M. Alain Vasselle attire l'attention de M. le ministre délégué aux affaires européennes sur les périlleuses démarches actuellement entreprises par la commission des communautés européennes visant à accroître les importations de produits de substitution des céréales en provenance des USA. En effet, la commission s'apprête à assouplir de sa propre autorité, sans que le conseil des ministres n'ait à se prononcer, les règles d'importation en Europe du corn gluten feed.
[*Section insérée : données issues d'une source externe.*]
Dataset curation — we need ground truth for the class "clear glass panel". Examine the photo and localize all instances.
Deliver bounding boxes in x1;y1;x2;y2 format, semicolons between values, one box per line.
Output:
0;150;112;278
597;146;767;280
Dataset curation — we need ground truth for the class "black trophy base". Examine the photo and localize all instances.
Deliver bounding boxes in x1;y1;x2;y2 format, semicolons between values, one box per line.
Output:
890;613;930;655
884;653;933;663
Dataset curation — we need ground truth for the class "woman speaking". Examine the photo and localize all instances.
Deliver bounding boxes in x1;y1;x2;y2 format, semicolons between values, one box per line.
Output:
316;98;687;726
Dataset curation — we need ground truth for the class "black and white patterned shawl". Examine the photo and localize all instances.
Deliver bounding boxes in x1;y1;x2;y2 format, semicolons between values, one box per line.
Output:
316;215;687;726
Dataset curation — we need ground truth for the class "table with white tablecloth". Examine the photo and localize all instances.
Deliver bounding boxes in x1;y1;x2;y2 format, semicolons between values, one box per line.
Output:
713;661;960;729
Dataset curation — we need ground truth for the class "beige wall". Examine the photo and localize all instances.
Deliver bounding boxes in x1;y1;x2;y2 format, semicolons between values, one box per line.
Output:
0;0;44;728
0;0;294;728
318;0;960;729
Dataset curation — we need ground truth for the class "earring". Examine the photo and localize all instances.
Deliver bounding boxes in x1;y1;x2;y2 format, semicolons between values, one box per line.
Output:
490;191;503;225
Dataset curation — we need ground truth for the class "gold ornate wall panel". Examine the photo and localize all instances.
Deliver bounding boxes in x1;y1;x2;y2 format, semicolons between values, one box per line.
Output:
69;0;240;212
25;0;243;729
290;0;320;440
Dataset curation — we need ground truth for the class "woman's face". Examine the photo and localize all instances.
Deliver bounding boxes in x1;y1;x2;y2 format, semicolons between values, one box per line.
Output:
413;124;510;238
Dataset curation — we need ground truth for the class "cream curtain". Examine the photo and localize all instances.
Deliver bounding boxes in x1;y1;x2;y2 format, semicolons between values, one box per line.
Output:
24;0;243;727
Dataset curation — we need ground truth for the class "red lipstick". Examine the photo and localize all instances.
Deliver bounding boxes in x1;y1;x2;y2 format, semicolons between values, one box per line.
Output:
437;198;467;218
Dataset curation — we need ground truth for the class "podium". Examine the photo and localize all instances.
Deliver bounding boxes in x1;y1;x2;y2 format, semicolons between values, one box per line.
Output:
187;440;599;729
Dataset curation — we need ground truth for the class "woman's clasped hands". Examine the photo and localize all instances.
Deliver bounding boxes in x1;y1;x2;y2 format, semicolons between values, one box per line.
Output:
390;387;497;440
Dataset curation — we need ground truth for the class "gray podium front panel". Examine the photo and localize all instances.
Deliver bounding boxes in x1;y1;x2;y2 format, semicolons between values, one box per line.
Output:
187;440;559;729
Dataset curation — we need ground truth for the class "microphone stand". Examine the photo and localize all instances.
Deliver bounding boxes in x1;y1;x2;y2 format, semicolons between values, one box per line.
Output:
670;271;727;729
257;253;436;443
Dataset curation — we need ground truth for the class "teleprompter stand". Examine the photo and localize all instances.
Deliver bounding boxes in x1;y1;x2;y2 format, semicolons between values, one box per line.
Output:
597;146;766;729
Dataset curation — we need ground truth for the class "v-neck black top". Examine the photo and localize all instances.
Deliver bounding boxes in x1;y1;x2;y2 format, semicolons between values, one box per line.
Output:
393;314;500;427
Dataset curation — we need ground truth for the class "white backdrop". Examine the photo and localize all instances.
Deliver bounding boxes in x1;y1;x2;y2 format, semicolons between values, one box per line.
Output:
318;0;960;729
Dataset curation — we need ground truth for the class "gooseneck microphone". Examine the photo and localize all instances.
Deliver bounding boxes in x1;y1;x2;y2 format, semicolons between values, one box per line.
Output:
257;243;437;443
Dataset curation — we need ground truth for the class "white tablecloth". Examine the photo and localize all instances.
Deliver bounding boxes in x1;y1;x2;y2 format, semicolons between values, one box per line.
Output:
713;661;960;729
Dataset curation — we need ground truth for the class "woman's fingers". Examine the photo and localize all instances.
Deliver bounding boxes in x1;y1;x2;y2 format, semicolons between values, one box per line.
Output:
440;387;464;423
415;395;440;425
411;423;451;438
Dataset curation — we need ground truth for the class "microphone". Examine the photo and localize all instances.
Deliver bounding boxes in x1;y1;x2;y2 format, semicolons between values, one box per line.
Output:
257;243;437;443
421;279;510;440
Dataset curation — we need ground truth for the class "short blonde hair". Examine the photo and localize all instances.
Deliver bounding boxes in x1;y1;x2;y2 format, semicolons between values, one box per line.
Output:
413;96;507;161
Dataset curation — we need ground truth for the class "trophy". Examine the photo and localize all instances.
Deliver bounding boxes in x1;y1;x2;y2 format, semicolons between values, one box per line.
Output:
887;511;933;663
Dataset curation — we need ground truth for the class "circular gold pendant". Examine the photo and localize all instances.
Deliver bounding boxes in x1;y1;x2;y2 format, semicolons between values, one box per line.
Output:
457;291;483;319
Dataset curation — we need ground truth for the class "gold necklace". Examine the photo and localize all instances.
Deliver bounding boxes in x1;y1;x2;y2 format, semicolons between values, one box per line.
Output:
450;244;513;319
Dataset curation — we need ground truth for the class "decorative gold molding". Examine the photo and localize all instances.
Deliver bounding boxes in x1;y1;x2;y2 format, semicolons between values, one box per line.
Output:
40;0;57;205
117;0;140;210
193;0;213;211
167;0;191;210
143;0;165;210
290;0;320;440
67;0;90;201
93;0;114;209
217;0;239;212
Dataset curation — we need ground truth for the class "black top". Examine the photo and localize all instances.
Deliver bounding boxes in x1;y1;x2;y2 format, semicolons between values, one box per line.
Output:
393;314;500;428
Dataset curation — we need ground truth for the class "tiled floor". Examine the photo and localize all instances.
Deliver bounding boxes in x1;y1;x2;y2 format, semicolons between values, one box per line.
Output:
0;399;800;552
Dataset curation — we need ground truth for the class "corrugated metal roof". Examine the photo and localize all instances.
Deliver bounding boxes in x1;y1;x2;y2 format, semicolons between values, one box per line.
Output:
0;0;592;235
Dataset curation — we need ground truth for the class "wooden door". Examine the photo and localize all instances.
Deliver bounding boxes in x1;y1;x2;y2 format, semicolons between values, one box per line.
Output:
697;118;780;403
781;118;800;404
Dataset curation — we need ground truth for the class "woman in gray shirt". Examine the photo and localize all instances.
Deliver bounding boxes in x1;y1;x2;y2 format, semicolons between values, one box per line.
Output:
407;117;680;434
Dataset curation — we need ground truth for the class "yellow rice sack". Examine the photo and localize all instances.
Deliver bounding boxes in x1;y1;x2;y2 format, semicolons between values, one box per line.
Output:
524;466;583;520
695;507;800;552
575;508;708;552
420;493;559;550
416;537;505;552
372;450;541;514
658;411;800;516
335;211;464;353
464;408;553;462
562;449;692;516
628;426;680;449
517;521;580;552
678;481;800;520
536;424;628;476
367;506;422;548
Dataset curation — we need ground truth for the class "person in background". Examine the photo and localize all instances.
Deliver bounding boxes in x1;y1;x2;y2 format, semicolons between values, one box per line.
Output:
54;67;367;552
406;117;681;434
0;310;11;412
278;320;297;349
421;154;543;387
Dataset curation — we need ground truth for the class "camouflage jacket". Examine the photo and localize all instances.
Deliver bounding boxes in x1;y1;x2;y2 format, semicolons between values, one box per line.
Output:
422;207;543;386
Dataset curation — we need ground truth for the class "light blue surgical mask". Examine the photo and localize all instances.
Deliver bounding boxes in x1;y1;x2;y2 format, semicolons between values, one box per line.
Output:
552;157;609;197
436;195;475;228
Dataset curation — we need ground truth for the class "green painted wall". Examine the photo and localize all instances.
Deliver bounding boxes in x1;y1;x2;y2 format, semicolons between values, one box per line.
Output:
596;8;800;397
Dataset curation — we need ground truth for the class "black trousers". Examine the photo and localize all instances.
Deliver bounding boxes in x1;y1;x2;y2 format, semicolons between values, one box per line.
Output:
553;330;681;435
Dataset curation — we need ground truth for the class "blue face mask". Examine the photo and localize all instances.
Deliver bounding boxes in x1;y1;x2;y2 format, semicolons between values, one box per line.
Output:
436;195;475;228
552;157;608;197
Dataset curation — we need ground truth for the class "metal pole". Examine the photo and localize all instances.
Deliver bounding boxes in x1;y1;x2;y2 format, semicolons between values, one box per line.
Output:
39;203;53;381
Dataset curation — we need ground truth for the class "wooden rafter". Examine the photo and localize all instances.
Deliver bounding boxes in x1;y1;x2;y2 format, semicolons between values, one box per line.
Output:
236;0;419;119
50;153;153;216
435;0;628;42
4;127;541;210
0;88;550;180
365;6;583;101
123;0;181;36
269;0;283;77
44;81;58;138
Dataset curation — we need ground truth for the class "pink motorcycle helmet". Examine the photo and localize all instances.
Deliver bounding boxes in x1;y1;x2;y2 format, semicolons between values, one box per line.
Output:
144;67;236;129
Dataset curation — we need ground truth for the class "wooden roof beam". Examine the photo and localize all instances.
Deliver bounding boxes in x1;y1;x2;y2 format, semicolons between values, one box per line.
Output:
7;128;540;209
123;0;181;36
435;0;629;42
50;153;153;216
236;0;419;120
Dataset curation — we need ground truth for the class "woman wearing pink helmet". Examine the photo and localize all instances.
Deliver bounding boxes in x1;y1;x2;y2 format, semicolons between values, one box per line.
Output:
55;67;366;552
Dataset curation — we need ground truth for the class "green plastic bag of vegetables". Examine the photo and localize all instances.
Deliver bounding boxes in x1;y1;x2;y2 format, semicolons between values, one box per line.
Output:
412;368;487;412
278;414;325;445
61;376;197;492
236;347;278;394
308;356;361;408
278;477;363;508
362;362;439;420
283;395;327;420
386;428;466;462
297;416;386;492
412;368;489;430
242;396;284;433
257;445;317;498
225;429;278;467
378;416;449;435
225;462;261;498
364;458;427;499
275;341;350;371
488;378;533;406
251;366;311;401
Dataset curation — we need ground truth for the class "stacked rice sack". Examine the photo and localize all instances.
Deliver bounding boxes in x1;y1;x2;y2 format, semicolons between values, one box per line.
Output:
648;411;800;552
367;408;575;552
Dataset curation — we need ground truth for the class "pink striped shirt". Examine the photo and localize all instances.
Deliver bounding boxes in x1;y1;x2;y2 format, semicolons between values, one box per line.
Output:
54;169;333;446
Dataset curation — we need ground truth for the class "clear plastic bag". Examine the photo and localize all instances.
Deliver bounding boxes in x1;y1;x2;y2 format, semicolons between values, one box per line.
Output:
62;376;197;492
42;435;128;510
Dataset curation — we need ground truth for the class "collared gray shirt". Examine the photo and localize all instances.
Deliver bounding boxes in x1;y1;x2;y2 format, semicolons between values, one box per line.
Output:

Ce résidu subventionné de l'industrie du maïs américaine prend déjà la place de 5 millions de tonnes de céréales communautaires dans l'alimentation du bétail européen, privant les agriculteurs de débouchés à hauteur d'un million d'hectares de céréales. Si la commission devait mener à bien ses manoeuvres, elle causerait automatiquement un grave dommage aux agriculteurs et contribuerait à discréditer encore plus la CEE aux yeux de certains Européens. Aussi, il le remercie de bien vouloir lui communiquer les mesures envisagées à court terme afin de lutter efficacement contre une telle situation dans le but de permettre aux agriculteurs français et européens confrontés, aujourd'hui, à d'énormes difficultés de continuer à vivre.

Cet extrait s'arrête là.